Jika membayangkan jiwa manusia sebagai tim dua kuda dengan kuda yang berbeda, Â dapat memahami apa yang terjadi ketika seseorang sedang jatuh cinta: kuda yang nakal terbakar oleh kerinduan akan kekasihnya, ia berlari ke arahnya dan tidak peduli dengan cambuk. atau tongkat. Sebaliknya, kuda yang patuh merasa malu dan pendiam. Pawang tidak boleh menyerah pada desakan kuda nakal. Dia harus terus mengekangnya dan menariknya kembali dengan paksa sampai mengikuti. Hanya dengan begitu kekasih dapat mendekati kekasihnya dengan malu-malu dan rendah hati. Kemudian dia tidak lagi berperilaku seperti orang gila, tetapi dikuasai oleh nafsu sejati. Lambat laun, keduanya semakin dekat. Cinta ditransfer ke kekasih muda, jiwanya menumbuhkan sayap juga. Dia merindukan Penatua sama menyakitkannya seperti dia sendiri merindukannya,
"Sekarang bukankah itu kondisi yang diperlukan, jika ada pidato yang baik dan adil, pikiran pembicara mengetahui kebenaran tentang apa yang ingin dia bicarakan?" (Socrates)

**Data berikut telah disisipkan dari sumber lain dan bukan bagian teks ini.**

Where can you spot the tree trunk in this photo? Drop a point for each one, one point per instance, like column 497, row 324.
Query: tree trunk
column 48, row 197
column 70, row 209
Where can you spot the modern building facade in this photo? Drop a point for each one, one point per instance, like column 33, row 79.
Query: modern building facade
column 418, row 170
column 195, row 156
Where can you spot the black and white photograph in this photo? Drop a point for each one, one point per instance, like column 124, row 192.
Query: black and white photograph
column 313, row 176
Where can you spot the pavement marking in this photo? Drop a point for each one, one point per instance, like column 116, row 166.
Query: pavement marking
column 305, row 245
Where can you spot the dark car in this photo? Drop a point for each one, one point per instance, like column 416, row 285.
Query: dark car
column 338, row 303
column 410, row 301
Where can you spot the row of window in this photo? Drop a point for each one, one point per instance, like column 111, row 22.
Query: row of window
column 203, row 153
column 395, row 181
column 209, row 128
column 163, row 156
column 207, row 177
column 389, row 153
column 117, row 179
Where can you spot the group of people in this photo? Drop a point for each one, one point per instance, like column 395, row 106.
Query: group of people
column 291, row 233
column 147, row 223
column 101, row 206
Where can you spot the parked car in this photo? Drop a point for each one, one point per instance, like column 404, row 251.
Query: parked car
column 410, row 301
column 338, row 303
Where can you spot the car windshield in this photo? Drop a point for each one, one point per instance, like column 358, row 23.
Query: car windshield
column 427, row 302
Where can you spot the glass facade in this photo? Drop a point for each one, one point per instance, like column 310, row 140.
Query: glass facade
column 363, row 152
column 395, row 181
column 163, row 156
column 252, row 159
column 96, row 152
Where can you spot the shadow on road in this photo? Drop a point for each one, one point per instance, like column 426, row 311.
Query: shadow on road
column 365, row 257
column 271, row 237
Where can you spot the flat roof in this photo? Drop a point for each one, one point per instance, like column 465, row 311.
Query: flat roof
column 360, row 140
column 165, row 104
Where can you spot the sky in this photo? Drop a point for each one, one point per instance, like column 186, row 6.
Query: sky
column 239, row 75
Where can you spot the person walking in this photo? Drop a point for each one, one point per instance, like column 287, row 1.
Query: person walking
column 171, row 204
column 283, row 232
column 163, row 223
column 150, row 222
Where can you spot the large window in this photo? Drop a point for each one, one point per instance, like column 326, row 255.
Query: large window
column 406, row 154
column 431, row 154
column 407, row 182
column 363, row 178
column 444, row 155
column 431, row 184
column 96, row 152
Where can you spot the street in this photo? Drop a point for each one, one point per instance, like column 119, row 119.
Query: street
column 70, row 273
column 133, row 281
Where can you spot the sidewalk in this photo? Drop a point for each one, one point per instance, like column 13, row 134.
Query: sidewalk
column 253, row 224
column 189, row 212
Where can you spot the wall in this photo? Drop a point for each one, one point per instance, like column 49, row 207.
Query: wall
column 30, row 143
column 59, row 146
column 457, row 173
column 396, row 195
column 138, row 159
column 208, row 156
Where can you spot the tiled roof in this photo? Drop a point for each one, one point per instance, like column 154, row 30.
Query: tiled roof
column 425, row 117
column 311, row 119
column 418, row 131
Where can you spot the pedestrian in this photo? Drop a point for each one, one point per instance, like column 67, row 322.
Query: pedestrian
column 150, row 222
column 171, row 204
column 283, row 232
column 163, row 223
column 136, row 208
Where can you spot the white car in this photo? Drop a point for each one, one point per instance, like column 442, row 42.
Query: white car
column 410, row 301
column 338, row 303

Tapi sekarang kedua kusir bersama dengan kuda mereka yang malu-malu dan masuk akal harus mengambil alih komando, mengendalikan kuda-kuda yang keras kepala dan mengarahkan cinta ke arah filosofis yang berkepala dingin. Jika tidak, pada saat mabuk atau kecerobohan, kekasih akan menyerah pada keinginannya. Dan begitu mereka melakukannya, mereka akan melakukannya lagi - tetapi tidak sering, karena jiwa mereka terbagi dan tidak sepenuhnya setuju dengan itu. Jenis hubungan ini tidak sepenuhnya tidak terhormat, tetapi sayap kedua kekasih itu akan macet sejak awal. Persahabatan seorang pria yang sedang jatuh cinta, Socrates menyimpulkan pidatonya, oleh karena itu merupakan anugerah ilahi dan jauh lebih berharga daripada persahabatan yang masuk akal, sadar, dan ekonomis dari seorang pria yang tidak sedang jatuh cinta.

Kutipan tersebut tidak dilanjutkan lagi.